意外な訪問者
玄関を開くと、ソファへと直行する。
何もかもがうまくいかない。
今日はついに職すら失い、明日からの金策を考えると頭が痛かった。
ソファへと倒れ込んだ俺は、思考を切り換えようとテレビを点ける。
モニター画面が点灯すると『節分』の二文字が大きく映し出される。
俺はそのニュースを見ながら鼻を鳴らした。
何が福は内だ。
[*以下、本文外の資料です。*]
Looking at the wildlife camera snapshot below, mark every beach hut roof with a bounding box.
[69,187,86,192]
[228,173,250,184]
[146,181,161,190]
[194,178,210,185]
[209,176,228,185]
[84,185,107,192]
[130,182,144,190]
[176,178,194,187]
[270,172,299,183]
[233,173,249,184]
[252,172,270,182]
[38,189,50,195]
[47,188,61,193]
福が来てるんなら、今の状況はどういうことなんだよ。
楽しそうなアナウンサーの声音に苛立ちを覚えた俺は、「福なんざ当てになるか!いっそ鬼は内だ!鬼は内!」と怒鳴ると、そのまま眠りに落ちた。
誰かが耳元で歌っているのを感じる。
うるさいな。
ここは俺の家だぞ。
静かにしろよ。
靄が掛かった頭の中で苦情を並べ立て、再び深い闇に落ちようとしたとき、俺の頭にあることが引っ掛かる。
ちょっと待てよ?
ここって俺の家だよな?
じゃあ、こいつは誰だ?
不法侵入者の存在に気付いた俺が慌てて顔を上げると、「あっ、起きた」なんて呟きながら笑う、謎の女が目の前にいた。